Saturday 26 January 2019

Side by side maps

I spend a lot of time looking at maps. I obviously use them to plan walks, but I also find them objects of beauty in their own right.

But maps can also be historical documents, and the National Library of Scotland have created an excellent resource that allows you to compare various historic and modern maps.

The detail this shows can be amazing. You can see how villages have grown over time, or how factories and railways have disappeared from the landscape.

As an example, below is a comparison of the Purfleet gunpowder stores, with an 1892-1914 Ordnance Survey map compared to the latest Google Maps view.

https://maps.nls.uk/geo/explore/side-by-side/#zoom=17&lat=51.4856&lon=0.2293&layers=168&right=BingHyb

It is still recognisably the same location. However the pier has disappeared, whilst all but the southernmost of the gunpowder store buildings having been replaced with flats. Even though much of the surrounding area has been redeveloped, the outline of the old military area can still be seen in the landscape within the loop of Centurian Way.

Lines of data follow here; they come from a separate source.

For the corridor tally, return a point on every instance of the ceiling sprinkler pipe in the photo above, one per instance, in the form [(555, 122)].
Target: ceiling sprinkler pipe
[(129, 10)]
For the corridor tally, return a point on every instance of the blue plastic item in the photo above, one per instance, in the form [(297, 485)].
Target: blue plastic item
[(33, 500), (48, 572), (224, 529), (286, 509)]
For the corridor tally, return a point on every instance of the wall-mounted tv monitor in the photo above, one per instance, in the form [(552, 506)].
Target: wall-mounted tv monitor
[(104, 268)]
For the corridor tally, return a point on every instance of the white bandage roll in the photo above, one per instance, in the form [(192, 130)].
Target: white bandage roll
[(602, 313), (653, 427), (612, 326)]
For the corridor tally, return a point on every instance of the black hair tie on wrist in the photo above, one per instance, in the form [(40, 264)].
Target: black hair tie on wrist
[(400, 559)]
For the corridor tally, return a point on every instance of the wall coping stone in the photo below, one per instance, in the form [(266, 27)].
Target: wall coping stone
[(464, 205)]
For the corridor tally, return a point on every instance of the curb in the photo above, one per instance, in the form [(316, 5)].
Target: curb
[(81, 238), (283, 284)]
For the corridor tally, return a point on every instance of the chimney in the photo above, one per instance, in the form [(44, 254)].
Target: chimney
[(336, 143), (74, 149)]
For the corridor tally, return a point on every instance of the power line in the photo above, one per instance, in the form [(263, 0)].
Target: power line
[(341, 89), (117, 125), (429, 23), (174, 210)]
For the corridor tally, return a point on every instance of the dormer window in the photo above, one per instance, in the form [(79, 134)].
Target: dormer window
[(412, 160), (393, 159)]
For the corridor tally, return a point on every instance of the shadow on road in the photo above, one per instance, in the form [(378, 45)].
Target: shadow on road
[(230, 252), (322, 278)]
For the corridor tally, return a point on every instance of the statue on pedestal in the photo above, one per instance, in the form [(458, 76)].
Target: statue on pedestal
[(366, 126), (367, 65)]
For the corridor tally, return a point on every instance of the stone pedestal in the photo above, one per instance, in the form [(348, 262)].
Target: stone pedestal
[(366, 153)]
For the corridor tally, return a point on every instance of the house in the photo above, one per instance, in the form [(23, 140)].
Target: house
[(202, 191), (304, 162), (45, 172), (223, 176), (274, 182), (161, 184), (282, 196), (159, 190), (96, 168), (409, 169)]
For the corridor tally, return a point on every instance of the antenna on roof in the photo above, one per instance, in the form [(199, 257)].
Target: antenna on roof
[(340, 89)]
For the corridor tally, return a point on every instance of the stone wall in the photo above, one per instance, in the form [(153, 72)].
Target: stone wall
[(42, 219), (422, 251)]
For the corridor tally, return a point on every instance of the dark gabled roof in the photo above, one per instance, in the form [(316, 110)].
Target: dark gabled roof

Or this one of the centre of Derby, where virtually nothing remains the same. The canal and basin and many streets of houses have disappeared, replaced with roads, shops and the massive Westfield shopping centre. Only a few streets have remained the same, and one of those, Morledge, has been radically reduced in size. Not even the street layout has been respected.

https://maps.nls.uk/geo/explore/side-by-side/#zoom=17&lat=52.9210&lon=-1.4718&layers=168&right=BingHyb
This website has proven to be an invaluable resource for me, and one that is an utter time sink: I spend far too long just scrolling through the landscape, seeing how areas have changed.